Lignin: using the whole plant

 Lignin is one of the most abundant materials on Earth but it is still painfully difficult to work with. Lignin is the name we give to a group of polymers that make plants stiff and somewhat waterproof. It is made of many aromatic groups that could be useful but its structure is so unpredictable that it ends up being an obstacle in processes like biofuel synthesis.

Location of lignin in a primitive plant: Sleaginella
National Science Foundation https://nsf.gov/news/mmg/mmg_disp.jsp?med_id=62375&f

So, the problem with lignin is that we don’t know how it will break down until it has been broken down. Many studies have tried and failed to use oxidation-reduction reactions and electrochemical processes to break lignin down into useful components. The processes are long, complicated, dependant on high temperatures and nothing seems to work well enough.

Researchers at the University of Michigan  published a paper for a one pot, room temperature method to break down lignin. To do so they combined electricity and a relatively common compound for catalysis NHPI. The advantage of this approach is they knew how the NHPI would react with a C-O bond in the pine lignin they studied. The known process told them how the reaction would start and what to expect if it worked. This catalyst is also cheaper than metal catalysts.

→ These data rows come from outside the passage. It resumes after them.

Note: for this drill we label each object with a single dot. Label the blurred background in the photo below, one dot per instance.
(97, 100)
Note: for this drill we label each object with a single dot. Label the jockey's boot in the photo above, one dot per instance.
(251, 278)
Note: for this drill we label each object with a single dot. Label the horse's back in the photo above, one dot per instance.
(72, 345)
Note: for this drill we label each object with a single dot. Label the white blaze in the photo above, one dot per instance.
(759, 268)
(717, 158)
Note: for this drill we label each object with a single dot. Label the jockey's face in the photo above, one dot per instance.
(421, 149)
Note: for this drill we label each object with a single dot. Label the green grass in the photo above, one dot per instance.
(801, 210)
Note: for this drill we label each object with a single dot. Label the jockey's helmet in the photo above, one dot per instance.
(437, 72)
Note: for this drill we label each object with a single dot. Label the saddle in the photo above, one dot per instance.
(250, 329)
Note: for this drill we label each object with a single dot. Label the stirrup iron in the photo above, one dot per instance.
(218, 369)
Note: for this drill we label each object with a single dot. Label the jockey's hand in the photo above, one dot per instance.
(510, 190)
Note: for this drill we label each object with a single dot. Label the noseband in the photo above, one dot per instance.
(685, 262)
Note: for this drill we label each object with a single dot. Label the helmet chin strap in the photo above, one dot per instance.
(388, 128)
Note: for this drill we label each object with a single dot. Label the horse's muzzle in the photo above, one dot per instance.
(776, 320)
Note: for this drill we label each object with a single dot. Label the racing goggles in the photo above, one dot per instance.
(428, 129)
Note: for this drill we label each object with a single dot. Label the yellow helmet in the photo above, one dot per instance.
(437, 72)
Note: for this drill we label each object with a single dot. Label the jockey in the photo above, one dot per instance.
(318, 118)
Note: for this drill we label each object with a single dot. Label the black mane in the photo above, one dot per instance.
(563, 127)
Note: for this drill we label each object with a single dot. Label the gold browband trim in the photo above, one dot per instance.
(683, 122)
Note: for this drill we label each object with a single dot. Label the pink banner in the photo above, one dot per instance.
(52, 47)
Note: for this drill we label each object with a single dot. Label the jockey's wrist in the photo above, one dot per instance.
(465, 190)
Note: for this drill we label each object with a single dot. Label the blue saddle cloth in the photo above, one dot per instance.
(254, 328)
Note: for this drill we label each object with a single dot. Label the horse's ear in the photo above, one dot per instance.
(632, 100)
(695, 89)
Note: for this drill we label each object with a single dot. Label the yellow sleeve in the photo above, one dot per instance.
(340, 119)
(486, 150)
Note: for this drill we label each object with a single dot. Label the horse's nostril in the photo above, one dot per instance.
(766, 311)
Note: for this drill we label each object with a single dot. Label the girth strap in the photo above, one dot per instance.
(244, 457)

Then, they needed to keep the reaction going to prevent a small amount of lignin pieces from reattaching to the larger pieces. To do this, they tested many solvents and used known electrochemical conditions until they found evidence of lignin monomers and dimers (pieces of one or two molecules broken from the lignin polymer).

Polymer-dimer-monomer relation
http://www.webassign.net/question_assets/wertzcams3/ch_13/manual.html

However, all this work was done with very small amounts of material. To make the reaction work at a larger scale they used a modern technique called photocatalysis.

An example of a photocatalysis reaction
https://www.hindawi.com/journals/jnm/2012/624520/fig2/

The team found that lignin was also breaking down at the larger scale and the yield was pretty good for a lignin experiment. The study showed a hopeful future for lignin research and application as well as for electrochemistry and photocatalysis processes.